In terms of media queries, this site doesn’t feature the whole gamut of layout possibilities, but it was clear that optimised views for iPhone/iPod Touch and iPad were needed. Following the idea of 320 and up, the stylesheet starts with the narrow view, and then the ‘desktop’ version is added via media query. This prevents mobile devices from loading the larger images. The iPad is a different context though, and it gets the full css, plus a few other rules to optimise it. As Mobile Safari still doesn’t support position:fixed, the nav is placed at the top using position:absolute.

One thing I always find a bit challenging is how to arrange navigation for a smaller screen, such as maximum width of 320px. There’s not usually enough room for a horizontal navigation, and as Stu Robson points out, it pretty much takes up the whole screen when it’s vertical.

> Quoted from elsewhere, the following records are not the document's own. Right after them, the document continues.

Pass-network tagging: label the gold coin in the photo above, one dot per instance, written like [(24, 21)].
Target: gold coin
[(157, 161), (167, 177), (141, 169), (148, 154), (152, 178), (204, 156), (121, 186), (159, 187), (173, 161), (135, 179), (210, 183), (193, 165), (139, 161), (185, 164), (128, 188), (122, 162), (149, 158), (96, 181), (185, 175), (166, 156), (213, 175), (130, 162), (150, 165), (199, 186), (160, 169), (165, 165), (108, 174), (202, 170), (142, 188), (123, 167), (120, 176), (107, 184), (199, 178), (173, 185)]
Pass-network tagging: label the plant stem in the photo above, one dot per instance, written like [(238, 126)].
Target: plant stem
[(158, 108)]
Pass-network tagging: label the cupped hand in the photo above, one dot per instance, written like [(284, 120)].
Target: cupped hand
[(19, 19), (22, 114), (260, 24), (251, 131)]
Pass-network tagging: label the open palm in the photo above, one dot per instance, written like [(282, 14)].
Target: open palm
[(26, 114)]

My solution was to place the navigation last in the markup, so that while the ‘normal desktop view’ fixes this to the bottom of the viewport, the iPad has it at the top, and the smaller iPhone view has it as footer.

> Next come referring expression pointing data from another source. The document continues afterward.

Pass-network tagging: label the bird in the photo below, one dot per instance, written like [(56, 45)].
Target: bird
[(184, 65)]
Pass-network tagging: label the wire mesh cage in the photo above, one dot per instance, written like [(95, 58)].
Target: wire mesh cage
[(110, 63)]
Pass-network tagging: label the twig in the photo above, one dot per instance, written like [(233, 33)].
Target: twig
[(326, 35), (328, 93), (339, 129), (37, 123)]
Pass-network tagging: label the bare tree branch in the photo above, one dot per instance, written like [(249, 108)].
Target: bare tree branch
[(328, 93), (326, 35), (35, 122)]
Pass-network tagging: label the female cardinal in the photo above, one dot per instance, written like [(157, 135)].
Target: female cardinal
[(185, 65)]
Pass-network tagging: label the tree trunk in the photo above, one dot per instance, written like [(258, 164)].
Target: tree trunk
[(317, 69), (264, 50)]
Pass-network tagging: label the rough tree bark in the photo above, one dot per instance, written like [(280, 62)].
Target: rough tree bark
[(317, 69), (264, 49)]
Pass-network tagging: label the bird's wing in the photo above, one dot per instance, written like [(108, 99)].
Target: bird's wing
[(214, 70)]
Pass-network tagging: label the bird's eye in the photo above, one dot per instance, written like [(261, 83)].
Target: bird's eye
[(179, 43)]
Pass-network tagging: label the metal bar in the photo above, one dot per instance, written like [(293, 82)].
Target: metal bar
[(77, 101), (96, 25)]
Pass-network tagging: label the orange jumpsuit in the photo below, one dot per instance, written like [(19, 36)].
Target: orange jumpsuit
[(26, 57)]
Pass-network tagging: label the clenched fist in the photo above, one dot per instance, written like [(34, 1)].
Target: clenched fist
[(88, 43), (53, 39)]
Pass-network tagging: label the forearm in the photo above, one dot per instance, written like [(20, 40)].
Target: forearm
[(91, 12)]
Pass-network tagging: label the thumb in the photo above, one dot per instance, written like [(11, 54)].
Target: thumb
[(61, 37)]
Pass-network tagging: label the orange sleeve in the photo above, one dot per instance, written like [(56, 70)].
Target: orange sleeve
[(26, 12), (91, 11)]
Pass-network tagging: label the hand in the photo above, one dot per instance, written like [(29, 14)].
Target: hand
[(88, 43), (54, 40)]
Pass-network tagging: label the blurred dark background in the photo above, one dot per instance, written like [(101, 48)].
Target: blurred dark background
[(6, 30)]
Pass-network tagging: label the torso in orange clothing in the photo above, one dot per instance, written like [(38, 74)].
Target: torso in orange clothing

It makes extensive use of the background-size:cover property to make background images scale to fill the background proportionally, while still filling the viewport. One thing I found with this was that Firefox and Opera didn’t like you to have a different shorthand ‘background’ declaration in conjuction with it. In order for it to work on those browsers, all the background properties had to laid out individually.

I also wanted to mask off the bottom the site, where it goes underneath the navigation. I tested this using webkit-image-mask initially, and then replaced this with a fixed position image. This is straightforward on the plainer colour backgrounds, but for pages such as the About section, where there is a large black and white photo, I had to create a special mask with the bottom portion of the photo, adding the same background-size:cover CSS to make it work.

Here’s the mask:

And here it is in place:

Fiddly, but worth it in the end!

To finish, I’d like to say how marvellous it was to work with Brian on this project. He had constructive insights on the design, and while we went through a number of iterations, the end result is all the better for it. Brian was also someone who listened, and it made for a very happy relationship!